Leadership - helping the team move to spontaneous planning

At Southwark Primary School Nursery in Nottingham, staff are using observations to make their planning more immediate and meaningful for children. This is involving contributions from all staff, says nursery leader Leisa Towle

In the reception unit we are entering a period of change! We strive to provide the best opportunities for our children, but have begun to question the way that we plan, and what we actually teach the children. Are we catering for their learning needs, or are we enforcing our own ideas and teaching them things that we think they will like?

We began to think about this process back in the autumn term, when we took an opportunity to ask the children what they would like to learn about. This culminated in lots of enthusiastic voices with a keen interest in space and all things alien. From this we planned a topic about space and took the children on a fantastic trip to the National Space Centre, where they could gaze in awe and wonder at the rockets and planets, and meet Astronaut George. This was a successful topic, but it did result in hours of teacher-prepared plans directing the children in what we thought they might enjoy. We wanted to delve even deeper into the minds of our children and look closely at what they enjoyed doing each day, and how we could move them forward in their thinking.

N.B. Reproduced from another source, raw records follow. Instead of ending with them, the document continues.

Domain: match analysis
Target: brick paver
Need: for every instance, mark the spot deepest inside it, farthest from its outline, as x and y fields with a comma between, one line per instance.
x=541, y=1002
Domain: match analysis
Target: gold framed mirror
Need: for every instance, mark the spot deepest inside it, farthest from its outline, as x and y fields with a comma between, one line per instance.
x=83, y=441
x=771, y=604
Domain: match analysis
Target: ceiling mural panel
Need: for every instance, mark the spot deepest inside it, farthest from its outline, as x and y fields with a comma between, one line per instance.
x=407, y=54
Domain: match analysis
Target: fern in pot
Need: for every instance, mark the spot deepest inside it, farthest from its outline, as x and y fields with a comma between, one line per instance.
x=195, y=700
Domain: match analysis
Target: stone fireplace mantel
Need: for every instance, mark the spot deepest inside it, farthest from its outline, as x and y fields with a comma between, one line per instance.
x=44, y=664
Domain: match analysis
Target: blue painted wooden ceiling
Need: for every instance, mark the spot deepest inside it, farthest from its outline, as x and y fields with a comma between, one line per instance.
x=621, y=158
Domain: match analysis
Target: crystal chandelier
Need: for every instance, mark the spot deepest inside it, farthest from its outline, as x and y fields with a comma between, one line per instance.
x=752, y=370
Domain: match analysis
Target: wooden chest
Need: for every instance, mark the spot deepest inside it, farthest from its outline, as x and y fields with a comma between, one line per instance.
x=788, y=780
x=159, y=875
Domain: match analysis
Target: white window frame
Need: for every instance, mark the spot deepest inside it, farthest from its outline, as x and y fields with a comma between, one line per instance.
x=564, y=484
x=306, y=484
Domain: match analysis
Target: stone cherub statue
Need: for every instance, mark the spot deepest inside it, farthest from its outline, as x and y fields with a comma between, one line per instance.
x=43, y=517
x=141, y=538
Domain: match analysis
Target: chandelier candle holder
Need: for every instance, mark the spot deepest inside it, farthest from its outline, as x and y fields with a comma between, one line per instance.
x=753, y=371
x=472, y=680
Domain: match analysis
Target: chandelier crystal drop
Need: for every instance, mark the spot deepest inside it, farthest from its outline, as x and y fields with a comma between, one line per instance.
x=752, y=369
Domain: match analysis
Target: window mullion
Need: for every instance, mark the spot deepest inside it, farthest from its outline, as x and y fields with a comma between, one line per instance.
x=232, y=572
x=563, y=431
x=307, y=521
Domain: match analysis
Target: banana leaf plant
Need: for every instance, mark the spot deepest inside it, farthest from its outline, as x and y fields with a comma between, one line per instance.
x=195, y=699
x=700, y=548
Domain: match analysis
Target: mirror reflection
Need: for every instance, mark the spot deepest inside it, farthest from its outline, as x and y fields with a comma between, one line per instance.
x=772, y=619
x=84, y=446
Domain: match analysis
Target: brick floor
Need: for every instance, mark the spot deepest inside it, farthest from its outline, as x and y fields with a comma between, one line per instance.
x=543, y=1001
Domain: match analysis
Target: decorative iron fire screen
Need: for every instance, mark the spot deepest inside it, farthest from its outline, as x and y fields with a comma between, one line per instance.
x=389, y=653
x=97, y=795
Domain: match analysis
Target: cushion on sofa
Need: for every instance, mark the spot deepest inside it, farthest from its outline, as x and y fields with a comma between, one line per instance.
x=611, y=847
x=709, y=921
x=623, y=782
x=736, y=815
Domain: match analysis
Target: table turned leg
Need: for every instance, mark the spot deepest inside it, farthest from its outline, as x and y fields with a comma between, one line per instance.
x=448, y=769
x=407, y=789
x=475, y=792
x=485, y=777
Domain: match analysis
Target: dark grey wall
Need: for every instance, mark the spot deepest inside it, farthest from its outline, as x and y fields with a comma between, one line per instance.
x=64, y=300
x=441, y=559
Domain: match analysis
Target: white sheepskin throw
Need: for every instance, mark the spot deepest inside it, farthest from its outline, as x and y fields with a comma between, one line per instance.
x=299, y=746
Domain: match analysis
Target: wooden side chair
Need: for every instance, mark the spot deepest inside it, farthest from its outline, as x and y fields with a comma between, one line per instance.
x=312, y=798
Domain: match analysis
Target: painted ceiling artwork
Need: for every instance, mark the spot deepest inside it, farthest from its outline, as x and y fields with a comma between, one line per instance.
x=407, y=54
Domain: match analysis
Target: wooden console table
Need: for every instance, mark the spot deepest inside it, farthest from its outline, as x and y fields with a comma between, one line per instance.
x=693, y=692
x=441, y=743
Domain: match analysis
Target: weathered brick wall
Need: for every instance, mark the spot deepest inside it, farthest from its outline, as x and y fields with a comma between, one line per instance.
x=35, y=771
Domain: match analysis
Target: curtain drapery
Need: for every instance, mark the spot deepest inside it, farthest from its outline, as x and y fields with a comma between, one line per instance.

We realised that to truly cater for the children's interests we needed to use our observations of them to plan our activities from what captivates them at that point in time. This means moving away from the comfort of well laid-out plans for topics lasting several weeks, with resources provided and objectives documented, to taking our observations and providing enhancements that have real meaning to children at the time.

We are moving away from team brainstorming sessions for one staff member to interpret and produce detailed plans, to all the team being involved in planning on a weekly basis, providing activities the children are interested in. We will no longer have a 'topic' on which to hang our objectives, but hope to be able to provide children with the opportunities they need, when they need them.